Owing to her international travels and her invitations to the most famous courts of Europe, Rosalba’s work is scattered all over Europe. Many of her paintings can be found in her native Venice, at the Galleria dell’Accademia and at Ca’ Rezzonico, others are at the Uffizi in Florence, many of them are in Dresden, Germany, in Russian museums, and at the Louvre in Paris. One of her portraits is at Buckingham Palace. Many more paintings are hidden in private collections. Her portraits are of children, men and women; but the most famous ones are of women, aristocratic, rich women who paid fortunes to be immortalized by her brush. Many women chose to be represented as mythological figures or as representations of the seasons. In some of these later paintings, Rosalba portrays the sitter in risqué, titillating poses, often showing her breasts. Take a look for instance, at the painting of Flora (1730), a part of the “Allegory of the Seasons.” We know Rosalba was never married, and that she lived always surrounded by her family. She was, one could say, the Jane Austen of painting. Many have wondered whether she was ever touched by the intensity of love, by the lure of sexual attraction. Or did she truly stay away from any fierce emotion that might upset her art or her life? Looking at the some of her overtly sexual paintings, one wonders.
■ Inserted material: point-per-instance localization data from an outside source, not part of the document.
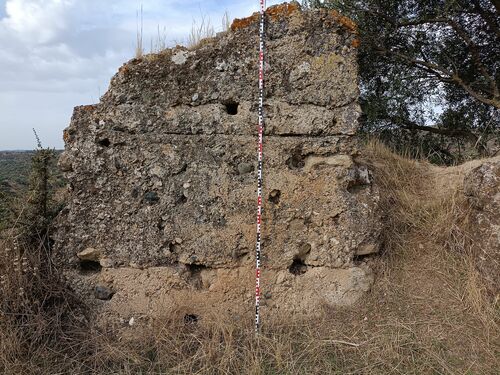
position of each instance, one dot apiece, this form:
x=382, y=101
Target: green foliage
x=16, y=179
x=429, y=71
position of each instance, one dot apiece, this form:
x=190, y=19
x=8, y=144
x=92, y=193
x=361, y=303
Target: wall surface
x=162, y=175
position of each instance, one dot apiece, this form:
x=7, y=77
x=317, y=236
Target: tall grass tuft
x=139, y=48
x=200, y=31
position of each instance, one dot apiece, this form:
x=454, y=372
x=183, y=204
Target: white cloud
x=37, y=21
x=57, y=54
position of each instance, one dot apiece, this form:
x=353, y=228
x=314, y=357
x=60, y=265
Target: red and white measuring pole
x=259, y=167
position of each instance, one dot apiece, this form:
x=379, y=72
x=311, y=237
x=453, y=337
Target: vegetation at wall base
x=426, y=313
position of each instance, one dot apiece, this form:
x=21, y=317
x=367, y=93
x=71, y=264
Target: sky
x=58, y=54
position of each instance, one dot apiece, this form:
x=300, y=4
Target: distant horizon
x=57, y=55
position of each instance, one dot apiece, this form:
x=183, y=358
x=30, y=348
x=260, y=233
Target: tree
x=429, y=70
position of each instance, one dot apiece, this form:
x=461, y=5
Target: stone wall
x=162, y=174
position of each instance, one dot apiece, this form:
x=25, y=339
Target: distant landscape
x=14, y=178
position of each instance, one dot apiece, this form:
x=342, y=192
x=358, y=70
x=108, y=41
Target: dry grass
x=200, y=31
x=426, y=314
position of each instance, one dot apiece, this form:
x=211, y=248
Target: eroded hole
x=105, y=142
x=231, y=108
x=363, y=258
x=296, y=159
x=182, y=199
x=90, y=266
x=297, y=267
x=191, y=319
x=274, y=196
x=195, y=269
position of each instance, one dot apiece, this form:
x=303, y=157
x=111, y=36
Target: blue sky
x=57, y=54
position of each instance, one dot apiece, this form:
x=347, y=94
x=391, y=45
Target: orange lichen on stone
x=282, y=10
x=345, y=21
x=274, y=12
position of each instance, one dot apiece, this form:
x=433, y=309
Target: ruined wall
x=162, y=177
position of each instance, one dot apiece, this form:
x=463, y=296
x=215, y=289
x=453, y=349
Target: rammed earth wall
x=162, y=177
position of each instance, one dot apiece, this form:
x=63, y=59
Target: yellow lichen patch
x=240, y=23
x=345, y=21
x=282, y=10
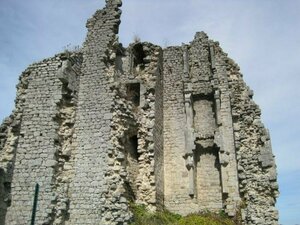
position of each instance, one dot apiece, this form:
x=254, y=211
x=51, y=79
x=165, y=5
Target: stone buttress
x=105, y=125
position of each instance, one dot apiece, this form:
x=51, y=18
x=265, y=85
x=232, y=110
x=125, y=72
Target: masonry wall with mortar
x=172, y=128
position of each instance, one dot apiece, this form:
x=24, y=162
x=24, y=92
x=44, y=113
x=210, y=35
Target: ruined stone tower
x=172, y=128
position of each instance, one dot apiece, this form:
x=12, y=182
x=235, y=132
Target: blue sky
x=262, y=36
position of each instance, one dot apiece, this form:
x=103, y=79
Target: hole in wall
x=138, y=56
x=133, y=93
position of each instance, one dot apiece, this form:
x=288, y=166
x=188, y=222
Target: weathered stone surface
x=171, y=128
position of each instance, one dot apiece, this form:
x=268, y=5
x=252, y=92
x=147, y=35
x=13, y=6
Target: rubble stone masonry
x=103, y=126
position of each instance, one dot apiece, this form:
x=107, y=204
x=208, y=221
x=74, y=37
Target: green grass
x=143, y=217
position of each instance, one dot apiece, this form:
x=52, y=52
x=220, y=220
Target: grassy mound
x=143, y=217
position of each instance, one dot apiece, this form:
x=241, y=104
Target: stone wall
x=35, y=160
x=172, y=128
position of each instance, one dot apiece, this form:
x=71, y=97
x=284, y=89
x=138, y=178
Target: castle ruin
x=172, y=128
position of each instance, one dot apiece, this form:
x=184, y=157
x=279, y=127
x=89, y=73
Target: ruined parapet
x=205, y=163
x=172, y=128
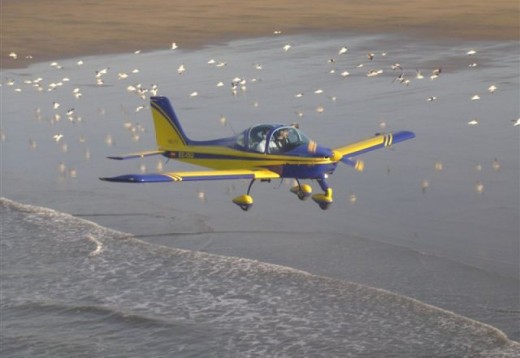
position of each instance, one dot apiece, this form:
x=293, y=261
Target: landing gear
x=323, y=200
x=302, y=191
x=245, y=202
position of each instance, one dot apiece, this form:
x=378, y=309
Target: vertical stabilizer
x=168, y=130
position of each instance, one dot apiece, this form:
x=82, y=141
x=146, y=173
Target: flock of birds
x=236, y=86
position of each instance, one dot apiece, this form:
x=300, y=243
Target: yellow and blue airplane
x=262, y=152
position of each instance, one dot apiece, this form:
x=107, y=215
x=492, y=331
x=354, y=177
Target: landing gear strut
x=323, y=200
x=302, y=191
x=245, y=202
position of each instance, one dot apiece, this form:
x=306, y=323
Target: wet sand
x=40, y=30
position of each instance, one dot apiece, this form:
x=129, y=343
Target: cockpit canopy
x=272, y=138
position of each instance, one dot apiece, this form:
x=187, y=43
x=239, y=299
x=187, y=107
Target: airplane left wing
x=370, y=144
x=194, y=176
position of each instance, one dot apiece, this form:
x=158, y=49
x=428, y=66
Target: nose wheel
x=303, y=192
x=323, y=200
x=245, y=202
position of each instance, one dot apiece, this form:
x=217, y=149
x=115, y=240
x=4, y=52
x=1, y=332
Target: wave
x=228, y=305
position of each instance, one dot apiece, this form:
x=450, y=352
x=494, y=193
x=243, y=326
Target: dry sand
x=53, y=29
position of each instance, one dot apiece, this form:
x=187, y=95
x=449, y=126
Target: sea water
x=70, y=287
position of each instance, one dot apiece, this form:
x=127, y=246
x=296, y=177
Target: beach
x=44, y=30
x=417, y=256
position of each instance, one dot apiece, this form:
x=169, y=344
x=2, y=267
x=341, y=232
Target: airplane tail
x=168, y=131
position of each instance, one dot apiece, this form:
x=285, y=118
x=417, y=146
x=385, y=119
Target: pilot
x=280, y=141
x=260, y=146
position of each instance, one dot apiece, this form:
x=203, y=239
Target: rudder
x=168, y=131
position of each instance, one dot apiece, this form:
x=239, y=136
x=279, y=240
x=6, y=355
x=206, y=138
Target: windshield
x=286, y=138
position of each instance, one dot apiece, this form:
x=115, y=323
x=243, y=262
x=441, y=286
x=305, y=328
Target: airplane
x=262, y=152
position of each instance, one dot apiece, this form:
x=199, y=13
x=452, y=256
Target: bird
x=425, y=184
x=373, y=73
x=496, y=165
x=479, y=187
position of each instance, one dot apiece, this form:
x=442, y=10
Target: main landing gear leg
x=323, y=200
x=302, y=191
x=245, y=202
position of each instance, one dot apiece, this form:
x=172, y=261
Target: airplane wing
x=370, y=144
x=137, y=155
x=194, y=176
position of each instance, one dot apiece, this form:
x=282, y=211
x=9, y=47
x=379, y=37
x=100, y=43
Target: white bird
x=496, y=165
x=479, y=187
x=102, y=72
x=425, y=184
x=373, y=73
We are fortunate to have several paintings by Rosalba in the United States, so that we can go and admire them in person. One is the famous personification of “America” at the National Museum of Women in the Arts in Boston, representing a beautiful native American woman armed with bow and arrow; also in Boston, at the Museum of Fine Arts, we find a portrait of the handsome French King Louis XV, as well as a “Portrait of a Woman with Jewels.” In Washington D.C, at the National Gallery of Art, we have an alluring “Allegory of Painting.” In Cleveland we find a fascinating “Head of a Woman.” We are fortunate to have two Carriera paintings in California: a “ Head of Diana,” at the Museum of the Legion of Honor in San Francisco, while in Los Angeles, at the J.P. Getty Museum, we find the most enticing “Muse Crowned with a Laurel Wreath.”
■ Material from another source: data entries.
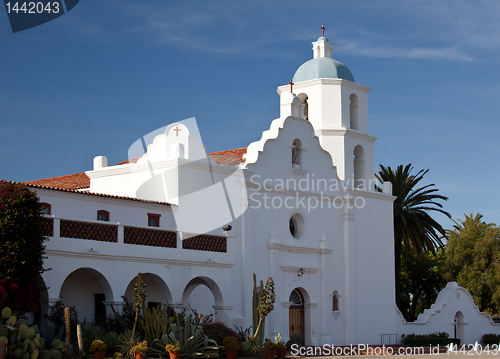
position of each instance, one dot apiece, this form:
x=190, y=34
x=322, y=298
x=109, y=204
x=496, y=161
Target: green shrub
x=218, y=331
x=490, y=339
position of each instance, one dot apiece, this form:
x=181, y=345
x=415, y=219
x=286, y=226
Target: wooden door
x=296, y=315
x=296, y=319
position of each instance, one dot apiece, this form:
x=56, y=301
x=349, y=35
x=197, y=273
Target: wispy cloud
x=450, y=53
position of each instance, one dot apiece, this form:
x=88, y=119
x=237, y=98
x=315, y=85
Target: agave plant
x=193, y=343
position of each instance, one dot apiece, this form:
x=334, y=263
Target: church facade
x=299, y=205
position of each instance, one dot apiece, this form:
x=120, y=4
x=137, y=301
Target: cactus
x=21, y=340
x=155, y=323
x=45, y=354
x=80, y=340
x=57, y=344
x=55, y=354
x=67, y=318
x=6, y=313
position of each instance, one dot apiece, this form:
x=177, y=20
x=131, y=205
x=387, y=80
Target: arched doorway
x=202, y=294
x=296, y=317
x=458, y=327
x=87, y=290
x=157, y=292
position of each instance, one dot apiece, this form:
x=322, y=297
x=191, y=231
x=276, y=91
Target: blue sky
x=96, y=79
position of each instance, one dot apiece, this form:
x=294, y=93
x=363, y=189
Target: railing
x=118, y=233
x=389, y=339
x=150, y=237
x=205, y=242
x=87, y=230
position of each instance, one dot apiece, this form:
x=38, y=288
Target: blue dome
x=322, y=67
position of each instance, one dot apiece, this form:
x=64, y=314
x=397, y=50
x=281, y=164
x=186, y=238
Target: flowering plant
x=173, y=348
x=98, y=346
x=278, y=343
x=269, y=345
x=231, y=343
x=141, y=347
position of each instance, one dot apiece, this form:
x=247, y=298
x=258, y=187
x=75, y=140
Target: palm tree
x=413, y=225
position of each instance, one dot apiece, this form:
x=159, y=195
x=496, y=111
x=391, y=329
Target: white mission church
x=302, y=208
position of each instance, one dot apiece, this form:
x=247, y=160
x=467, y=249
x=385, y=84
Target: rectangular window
x=45, y=208
x=103, y=215
x=154, y=219
x=152, y=305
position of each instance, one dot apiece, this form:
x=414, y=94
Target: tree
x=413, y=225
x=473, y=258
x=21, y=247
x=139, y=299
x=421, y=281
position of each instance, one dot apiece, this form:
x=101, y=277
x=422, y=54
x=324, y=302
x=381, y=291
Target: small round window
x=297, y=226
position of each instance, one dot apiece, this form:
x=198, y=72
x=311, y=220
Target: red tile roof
x=71, y=182
x=229, y=157
x=81, y=180
x=89, y=193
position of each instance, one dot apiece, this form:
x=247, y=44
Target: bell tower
x=323, y=92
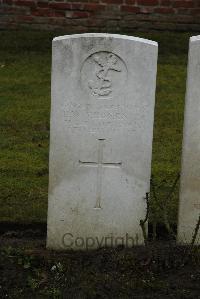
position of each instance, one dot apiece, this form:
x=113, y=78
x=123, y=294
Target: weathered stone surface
x=103, y=90
x=189, y=210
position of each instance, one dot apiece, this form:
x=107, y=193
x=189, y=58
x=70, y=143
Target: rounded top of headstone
x=106, y=35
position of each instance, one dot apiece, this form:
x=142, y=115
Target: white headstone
x=189, y=209
x=103, y=90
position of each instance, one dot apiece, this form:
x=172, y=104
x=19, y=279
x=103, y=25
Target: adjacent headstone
x=103, y=90
x=189, y=210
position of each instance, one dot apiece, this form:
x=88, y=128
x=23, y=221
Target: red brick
x=195, y=11
x=42, y=4
x=93, y=6
x=113, y=1
x=147, y=2
x=7, y=1
x=183, y=4
x=128, y=8
x=30, y=3
x=77, y=14
x=165, y=2
x=147, y=9
x=60, y=5
x=130, y=1
x=164, y=10
x=45, y=12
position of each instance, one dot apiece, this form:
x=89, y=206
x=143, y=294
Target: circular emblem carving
x=103, y=74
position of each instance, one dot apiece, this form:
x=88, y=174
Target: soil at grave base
x=159, y=270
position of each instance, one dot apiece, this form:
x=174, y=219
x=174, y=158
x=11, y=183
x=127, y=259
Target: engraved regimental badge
x=103, y=74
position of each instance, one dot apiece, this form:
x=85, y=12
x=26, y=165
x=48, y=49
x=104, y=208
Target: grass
x=25, y=67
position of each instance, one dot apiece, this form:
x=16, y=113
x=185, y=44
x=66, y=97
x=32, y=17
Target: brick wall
x=101, y=15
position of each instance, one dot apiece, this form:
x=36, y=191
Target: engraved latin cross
x=99, y=165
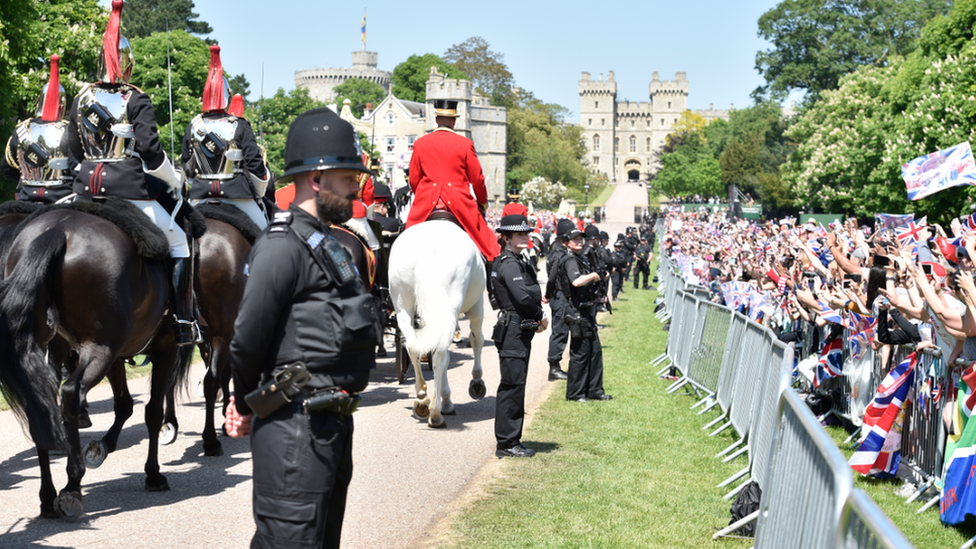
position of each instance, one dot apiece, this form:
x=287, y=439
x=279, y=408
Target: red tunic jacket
x=444, y=168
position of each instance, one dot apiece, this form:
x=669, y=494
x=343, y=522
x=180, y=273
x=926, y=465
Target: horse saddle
x=443, y=215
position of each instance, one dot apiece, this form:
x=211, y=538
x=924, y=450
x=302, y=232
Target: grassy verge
x=636, y=471
x=604, y=195
x=925, y=531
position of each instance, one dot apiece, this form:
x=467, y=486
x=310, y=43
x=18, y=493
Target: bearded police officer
x=33, y=156
x=521, y=316
x=305, y=330
x=220, y=154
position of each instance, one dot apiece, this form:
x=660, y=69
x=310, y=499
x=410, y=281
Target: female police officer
x=519, y=298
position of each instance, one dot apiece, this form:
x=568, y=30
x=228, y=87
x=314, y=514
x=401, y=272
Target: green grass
x=636, y=471
x=925, y=531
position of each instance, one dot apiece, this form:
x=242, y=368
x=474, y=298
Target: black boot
x=187, y=330
x=555, y=373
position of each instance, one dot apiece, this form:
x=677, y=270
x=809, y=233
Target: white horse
x=436, y=274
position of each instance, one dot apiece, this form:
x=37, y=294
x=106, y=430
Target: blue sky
x=547, y=45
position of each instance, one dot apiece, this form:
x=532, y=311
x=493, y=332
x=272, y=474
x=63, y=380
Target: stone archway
x=632, y=168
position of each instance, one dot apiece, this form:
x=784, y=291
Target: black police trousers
x=559, y=335
x=585, y=375
x=513, y=363
x=302, y=469
x=641, y=269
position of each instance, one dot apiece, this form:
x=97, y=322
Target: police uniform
x=585, y=352
x=303, y=301
x=33, y=155
x=519, y=299
x=220, y=153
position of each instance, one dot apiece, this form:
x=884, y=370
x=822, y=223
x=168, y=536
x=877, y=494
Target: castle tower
x=598, y=115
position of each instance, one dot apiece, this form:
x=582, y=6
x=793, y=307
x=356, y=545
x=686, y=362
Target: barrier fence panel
x=865, y=526
x=807, y=483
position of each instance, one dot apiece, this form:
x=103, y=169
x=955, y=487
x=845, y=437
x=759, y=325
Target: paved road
x=407, y=479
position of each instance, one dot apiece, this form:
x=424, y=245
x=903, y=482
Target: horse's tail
x=27, y=381
x=438, y=316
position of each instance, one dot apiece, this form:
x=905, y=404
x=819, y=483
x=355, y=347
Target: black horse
x=80, y=277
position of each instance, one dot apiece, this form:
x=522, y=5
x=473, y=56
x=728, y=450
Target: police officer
x=303, y=301
x=220, y=153
x=559, y=335
x=642, y=257
x=578, y=281
x=33, y=155
x=112, y=134
x=618, y=261
x=521, y=316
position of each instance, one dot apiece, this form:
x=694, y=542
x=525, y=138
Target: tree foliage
x=190, y=62
x=410, y=77
x=359, y=92
x=141, y=18
x=272, y=116
x=485, y=68
x=851, y=145
x=816, y=42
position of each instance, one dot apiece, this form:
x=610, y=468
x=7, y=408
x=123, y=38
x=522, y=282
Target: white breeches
x=178, y=246
x=246, y=205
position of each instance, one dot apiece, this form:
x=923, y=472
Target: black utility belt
x=287, y=385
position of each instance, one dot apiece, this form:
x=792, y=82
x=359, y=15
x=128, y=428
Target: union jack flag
x=909, y=233
x=880, y=452
x=831, y=362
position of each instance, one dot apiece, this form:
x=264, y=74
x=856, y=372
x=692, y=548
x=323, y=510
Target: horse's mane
x=230, y=215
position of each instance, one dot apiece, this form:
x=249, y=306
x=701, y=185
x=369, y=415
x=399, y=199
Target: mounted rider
x=114, y=141
x=220, y=154
x=33, y=155
x=444, y=169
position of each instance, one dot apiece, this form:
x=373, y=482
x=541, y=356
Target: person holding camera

Rosalba Carriera reflected the ideal of grace, elegance and beauty of the last decades of the eighteenth century, the age of Enlightenment. But her world was already doomed: just a few years after her death, with the French Revolution and the advent of Napoleon, that world was shattered for ever. But it will always live in her paintings.
Recenty, an interesting novel was published by Valentina Cesarotto: “Il segreto nello sguardo. Memorie di Rosalba Carriera prima pittrice d’Europa.” (The secret in the Glance, Memoires of Rosalba Carriera foremost woman painter of Europe).
The author writes in the persona of Rosalba Carriera, beginning the narrative in Venice in April 1741. Old and almost blind, no longer able to paint, Rosalba decides to write her story. The narration is crowded with the most important and famous people of her times. Though not a biography but a work of imagination, this book provides an insight in the formation and the soul of this most exceptional woman.